With technology being everywhere today from the WiFi in the coffee shop to the Fit Band on our wrists, it’s not a stretch these days to say that today’s ERP and CRM systems are the equivalent in the business and manufacturing world: the band that ties the enterprise together through technology. In a rapidly changing marketplace and supply chain, the input, feedback and data provided by these systems allows companies to keep up, or even get ahead, in the market.
The APICS Supply Chain Council has created a series of over 250 metrics known as SCOR (for Supply Chain Operations Reference) that helps manufacturers to measure these solutions. These metrics are organized into a hierarchical structure starting with the organizational level, moving up to the process level and finally the diagnostic level. They focus on: reliability, responsiveness, agility, costs and asset management efficiency. Those first three attributes are mostly customer-focused, while the latter two are internally-focused.
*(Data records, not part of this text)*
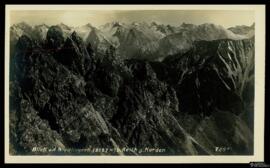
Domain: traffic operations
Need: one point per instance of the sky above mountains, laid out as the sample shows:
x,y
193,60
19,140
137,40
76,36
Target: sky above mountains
x,y
226,18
The challenge then for any company is to analyze and define, then align and prioritize, the market and competitive requirements for each of these attributes. Ideally then, a company wants to decide where it thinks it can be “best-in-class” and where it thinks it can at least adequately compete.
As a whitepaper by a firm called Edgewater points out, there is a second organization that goes by the name of MESA, the Manufacturing Enterprise Solutions Association that provides similar metrics. In their Guidebook they point out the importance of the measurement process:
“Production companies are quite complex, so most need to work through the process of articulating goals and crafting a system of metrics that is effective. Each company may need to create its own correlations and linkages from corporate objectives to financial metrics to operations key performance indicators (KPIs) and from aggregate KPIs to very specific metrics at the individual, line or unit level.”
The point of all this as it relates to ERP is simple: It’s about a lot more than simply strapping on an enterprise fitness band, so to speak. The managing of the people, the processes and the data, and getting the client company to embrace all these, is a bigger challenge than appears at first blush.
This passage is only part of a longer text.